Testing SHP1705 with patients
The next step is a phase 2 clinical trial, where SHP1705 will be tested alongside existing treatments: surgery, chemotherapy and radiation. The compound can be taken as a pill, so it adds minimal burden to patients already undergoing intensive treatment.
"Right now, the current standard of care does not address glioblastoma stem cells that drive the cancer's recurrence," Chan said. "Our hope is that SHP1705 can help close that gap."
Hijacked clock proteins not only play a role in glioblastoma stem cell replication, but appear to fuel tumor growth in other ways. Research suggests they help suppress immune cell activity and promote blood vessel growth to support the tumor.
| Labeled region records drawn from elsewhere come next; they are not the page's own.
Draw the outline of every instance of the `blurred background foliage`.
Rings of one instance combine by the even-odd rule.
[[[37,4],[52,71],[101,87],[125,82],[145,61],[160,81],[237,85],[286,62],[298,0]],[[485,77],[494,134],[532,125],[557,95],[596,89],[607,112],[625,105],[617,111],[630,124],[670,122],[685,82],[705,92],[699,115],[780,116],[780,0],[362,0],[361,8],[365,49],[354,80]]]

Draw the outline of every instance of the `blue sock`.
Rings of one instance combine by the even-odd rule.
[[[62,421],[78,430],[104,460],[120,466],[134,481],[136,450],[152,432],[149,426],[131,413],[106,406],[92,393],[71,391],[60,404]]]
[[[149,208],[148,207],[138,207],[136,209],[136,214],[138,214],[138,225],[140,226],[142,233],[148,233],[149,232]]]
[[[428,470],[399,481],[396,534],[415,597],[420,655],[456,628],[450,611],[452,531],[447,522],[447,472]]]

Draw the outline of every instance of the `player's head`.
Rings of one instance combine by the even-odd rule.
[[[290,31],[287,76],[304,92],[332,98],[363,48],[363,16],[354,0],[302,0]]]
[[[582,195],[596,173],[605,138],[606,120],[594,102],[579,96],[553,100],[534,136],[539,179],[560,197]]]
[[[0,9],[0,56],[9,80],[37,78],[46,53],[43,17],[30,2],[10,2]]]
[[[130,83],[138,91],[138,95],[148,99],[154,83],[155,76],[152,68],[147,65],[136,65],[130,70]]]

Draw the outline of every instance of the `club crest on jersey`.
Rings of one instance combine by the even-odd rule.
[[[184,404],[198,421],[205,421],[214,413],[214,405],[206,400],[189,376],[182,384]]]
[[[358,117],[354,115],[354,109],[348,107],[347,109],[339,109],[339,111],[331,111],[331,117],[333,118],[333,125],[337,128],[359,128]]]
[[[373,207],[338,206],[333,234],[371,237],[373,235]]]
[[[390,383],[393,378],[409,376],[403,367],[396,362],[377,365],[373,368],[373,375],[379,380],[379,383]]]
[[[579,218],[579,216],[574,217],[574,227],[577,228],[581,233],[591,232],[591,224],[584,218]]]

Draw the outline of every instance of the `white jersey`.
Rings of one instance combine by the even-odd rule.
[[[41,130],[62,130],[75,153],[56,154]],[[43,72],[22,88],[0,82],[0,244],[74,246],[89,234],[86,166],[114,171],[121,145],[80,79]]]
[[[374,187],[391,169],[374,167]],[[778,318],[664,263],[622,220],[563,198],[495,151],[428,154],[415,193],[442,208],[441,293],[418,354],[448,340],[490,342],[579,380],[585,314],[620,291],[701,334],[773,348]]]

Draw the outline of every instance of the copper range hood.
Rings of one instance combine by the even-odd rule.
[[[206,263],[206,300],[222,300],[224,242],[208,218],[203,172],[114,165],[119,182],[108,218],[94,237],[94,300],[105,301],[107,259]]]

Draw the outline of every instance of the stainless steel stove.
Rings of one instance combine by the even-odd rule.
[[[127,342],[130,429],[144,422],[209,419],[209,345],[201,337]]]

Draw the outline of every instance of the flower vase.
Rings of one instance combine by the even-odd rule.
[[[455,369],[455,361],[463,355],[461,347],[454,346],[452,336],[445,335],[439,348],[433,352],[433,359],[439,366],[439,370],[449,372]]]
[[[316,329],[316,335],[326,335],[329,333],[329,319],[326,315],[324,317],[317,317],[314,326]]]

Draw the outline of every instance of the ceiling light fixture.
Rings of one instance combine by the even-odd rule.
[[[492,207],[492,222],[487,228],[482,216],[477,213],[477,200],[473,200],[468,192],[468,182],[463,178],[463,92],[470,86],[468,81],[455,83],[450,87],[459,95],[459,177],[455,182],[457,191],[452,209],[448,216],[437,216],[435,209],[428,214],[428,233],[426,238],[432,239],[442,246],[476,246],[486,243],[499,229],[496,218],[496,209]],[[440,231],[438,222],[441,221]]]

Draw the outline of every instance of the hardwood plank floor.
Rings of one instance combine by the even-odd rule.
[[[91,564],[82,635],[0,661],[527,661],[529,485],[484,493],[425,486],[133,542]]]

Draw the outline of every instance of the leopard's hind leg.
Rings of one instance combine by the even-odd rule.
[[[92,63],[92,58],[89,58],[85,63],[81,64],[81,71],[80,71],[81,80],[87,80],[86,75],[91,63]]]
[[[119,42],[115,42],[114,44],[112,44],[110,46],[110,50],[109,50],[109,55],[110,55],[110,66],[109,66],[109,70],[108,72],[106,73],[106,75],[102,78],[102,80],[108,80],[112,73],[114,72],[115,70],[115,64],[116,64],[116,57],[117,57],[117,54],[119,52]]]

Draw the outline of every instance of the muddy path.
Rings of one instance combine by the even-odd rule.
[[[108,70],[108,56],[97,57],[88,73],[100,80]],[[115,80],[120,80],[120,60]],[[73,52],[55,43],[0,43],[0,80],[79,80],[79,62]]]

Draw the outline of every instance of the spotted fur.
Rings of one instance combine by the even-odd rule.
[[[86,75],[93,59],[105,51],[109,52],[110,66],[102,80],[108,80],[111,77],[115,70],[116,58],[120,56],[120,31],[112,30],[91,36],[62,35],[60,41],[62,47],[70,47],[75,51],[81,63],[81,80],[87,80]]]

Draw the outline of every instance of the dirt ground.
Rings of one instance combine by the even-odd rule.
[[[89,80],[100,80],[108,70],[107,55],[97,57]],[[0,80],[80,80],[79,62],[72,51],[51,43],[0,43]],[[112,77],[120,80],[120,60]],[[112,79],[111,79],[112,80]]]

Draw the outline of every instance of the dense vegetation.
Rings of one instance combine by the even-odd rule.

Kay, Chan and their team are now investigating ways to further target these proteins.
About this research
In addition to Kay and Chan, the study's other authors are Jiarui Wang from the Department of Neurology, Keck School of Medicine of USC, University of Southern California; Yoshiko Nagai and Tsuyoshi Hirota from the Institute of Transformative Bio-Molecules (WPI-ITbM), Nagoya University, Nagoya, Japan; Jeremy N. Rich and Qiulian Wu from the Department of Medicine, University of Pittsburgh; Anahit Hovsepyan, Seda Mkhitaryan, Gevorg Karapetyan and Rex A. Moats from the Small Animal Imaging Core, Department of Radiology, Children's Hospital Los Angeles; Theodore Kamenecka and Laura A. Solt from the Herbert Wertheim UF Scripps Institute for Biomedical Innovation & Technology, Jupiter, Florida; and Jamie Cope from Synchronicity Pharma, San Jose, California.
This work was supported by the National Institute of Neurological Disorders and Stroke [F31 NS120654]; the National Cancer Institute [R01 CA238662]; the Charlie Teo Foundation; the Japan Society for the Promotion of Science [21H04766, 24H00554 and 24H02266]; the Astellas Foundation for Research on Metabolic Disorders; and sponsored research support from Synchronicity Pharma.
Disclosure: Steve Kay serves on the board of Synchronicity Pharma LLC and receives financial compensation for his role.